NH police departments connect with communities for National Night Out

NH1.com

PORTSMOUTH - In the midst of a summer that will be remembered for police shootings across the country, New Hampshire police departments and communities participated in a national event in an effort to heal and connect local officials with the people they serve.

National Night Out Against Crime is a national event that began more than 30 years ago to build relationships between police departments, fire departments, emergency services, and other local officials and the communities they live an work in.

The annual event fell on Tuesday this year, and many New Hampshire communities participated, including Portsmouth, who has taken part in the event for nearly 20 years.

"It's to raise awareness for crime prevention, but more importantly, it's a good way for police to get out there and meet the people in the neighborhoods," said Portsmouth Police Chief David Mara. "It's a good way to interact with them outside of a time of need."

Portsmouth organized events in nearly 20 neighborhoods across the city on Tuesday. While he said safety is always the department's priority, Chief Mara explained that residents participating in the gatherings had no reason to feel unsafe.

"They're like block parties, so people are going to feel safe," he said. "They're in their neighborhoods. They're safe in Portsmouth."

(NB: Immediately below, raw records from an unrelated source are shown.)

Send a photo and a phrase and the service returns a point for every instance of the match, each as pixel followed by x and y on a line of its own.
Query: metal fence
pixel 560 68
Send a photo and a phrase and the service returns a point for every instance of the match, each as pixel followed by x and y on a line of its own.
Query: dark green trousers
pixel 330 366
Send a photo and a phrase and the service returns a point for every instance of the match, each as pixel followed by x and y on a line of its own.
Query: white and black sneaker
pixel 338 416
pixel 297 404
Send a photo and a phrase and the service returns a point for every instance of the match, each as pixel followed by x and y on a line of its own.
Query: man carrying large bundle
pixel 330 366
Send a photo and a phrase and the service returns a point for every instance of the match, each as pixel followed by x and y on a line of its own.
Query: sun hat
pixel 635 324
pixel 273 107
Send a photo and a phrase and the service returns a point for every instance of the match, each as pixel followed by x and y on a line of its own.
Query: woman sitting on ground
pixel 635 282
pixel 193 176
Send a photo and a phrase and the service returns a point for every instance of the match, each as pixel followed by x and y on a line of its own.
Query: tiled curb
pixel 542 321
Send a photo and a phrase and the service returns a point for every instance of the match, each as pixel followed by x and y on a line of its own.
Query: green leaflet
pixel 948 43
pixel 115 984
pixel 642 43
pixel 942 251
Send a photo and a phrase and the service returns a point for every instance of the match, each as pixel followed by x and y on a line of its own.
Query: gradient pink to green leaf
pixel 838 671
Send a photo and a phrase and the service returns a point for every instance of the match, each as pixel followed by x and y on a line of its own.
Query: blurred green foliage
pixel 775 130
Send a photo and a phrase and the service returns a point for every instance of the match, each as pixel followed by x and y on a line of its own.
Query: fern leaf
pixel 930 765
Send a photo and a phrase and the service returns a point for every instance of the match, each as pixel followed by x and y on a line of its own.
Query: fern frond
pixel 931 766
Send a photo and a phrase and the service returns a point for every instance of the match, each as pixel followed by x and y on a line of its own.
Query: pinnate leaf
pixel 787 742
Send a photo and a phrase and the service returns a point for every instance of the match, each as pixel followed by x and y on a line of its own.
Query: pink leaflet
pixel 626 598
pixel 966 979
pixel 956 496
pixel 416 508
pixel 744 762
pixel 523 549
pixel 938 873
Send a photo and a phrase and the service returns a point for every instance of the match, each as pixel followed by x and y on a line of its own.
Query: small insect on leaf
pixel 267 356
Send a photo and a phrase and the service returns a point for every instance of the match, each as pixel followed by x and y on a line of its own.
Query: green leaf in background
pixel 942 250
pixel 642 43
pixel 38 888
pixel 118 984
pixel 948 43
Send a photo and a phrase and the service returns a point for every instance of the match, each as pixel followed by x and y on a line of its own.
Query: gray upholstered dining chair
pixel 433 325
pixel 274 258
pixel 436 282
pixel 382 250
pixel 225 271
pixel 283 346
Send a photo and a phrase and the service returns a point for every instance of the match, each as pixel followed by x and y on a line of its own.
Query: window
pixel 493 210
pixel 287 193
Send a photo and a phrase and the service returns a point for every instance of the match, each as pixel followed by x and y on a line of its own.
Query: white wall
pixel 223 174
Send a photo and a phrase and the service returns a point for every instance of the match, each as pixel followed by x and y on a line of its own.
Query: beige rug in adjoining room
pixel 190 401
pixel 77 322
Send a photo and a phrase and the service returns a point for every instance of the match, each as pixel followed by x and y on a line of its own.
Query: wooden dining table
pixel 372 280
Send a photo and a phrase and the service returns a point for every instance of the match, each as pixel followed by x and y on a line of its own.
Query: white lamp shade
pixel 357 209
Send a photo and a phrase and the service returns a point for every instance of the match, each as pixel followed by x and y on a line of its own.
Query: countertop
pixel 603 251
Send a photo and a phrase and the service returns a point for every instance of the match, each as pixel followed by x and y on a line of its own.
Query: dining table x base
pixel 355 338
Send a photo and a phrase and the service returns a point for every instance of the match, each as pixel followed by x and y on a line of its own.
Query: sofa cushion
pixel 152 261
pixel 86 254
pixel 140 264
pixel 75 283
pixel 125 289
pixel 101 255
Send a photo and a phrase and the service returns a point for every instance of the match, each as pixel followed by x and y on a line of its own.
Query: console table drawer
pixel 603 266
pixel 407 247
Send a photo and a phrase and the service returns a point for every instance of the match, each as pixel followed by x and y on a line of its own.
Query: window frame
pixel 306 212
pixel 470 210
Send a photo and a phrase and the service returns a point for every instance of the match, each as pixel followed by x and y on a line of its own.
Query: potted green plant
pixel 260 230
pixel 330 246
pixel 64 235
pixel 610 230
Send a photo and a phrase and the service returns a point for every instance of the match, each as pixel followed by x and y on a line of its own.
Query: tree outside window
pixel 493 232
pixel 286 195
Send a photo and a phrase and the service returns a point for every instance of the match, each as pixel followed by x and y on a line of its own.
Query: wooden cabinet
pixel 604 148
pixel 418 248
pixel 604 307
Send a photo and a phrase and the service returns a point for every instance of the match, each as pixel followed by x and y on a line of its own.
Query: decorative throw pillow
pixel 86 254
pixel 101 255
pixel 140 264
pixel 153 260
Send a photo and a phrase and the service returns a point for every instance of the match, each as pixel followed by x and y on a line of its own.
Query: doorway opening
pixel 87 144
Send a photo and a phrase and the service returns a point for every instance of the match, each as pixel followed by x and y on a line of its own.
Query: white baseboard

Recently, police departments across the country have been attacked, and officers have been taken down while on duty. Mara added participating in the event is a way to show residents the department works hard not only to keep them safe but to show there's no reason for that kind of violence in New Hampshire.

"All we do is engage them," he said about the department's efforts. "The police officers of Portsmouth are professionals. They follow their training, and they treat everybody with respect, and if you do that, you shouldn't have any problems."

Mara also said the Night Out was as much for the residents as it was for his people.

"This isn't about trying to convince people they're safe," he said. "For us, it's about saying, 'Hey, we're here for you. We want to get to know you. Here's who we are,' and I think that's the important thing to do on a night like tonight."

Residents who attended the event at the Gosling Meadows recreation grounds certainly embraced this message. The New Frontiers Church sponsored the event and had bouncy houses, face painting, volleyball, music, food, and more.

"It's exciting to see, especially all these young people," said Sharon Moore, a member of the church who helped organize the event. "They need to know law enforcement is on their side and they're there to protect them and keep them from danger, and keep our communities safe for them as they grow up."

Police officers and members of the fire department visited the gathering -- as well as other locations hosting Night Out events -- to introduce themselves and interact with residents of all ages. Kids received badge stickers and got to sit in the driver's seat of a city firetruck.

Organizers of the Gosling event were encouraged by the number of people participating, especially once the officials arrived.

"There's so much negativity out there," Moore added. "This is a good way of creating something positive."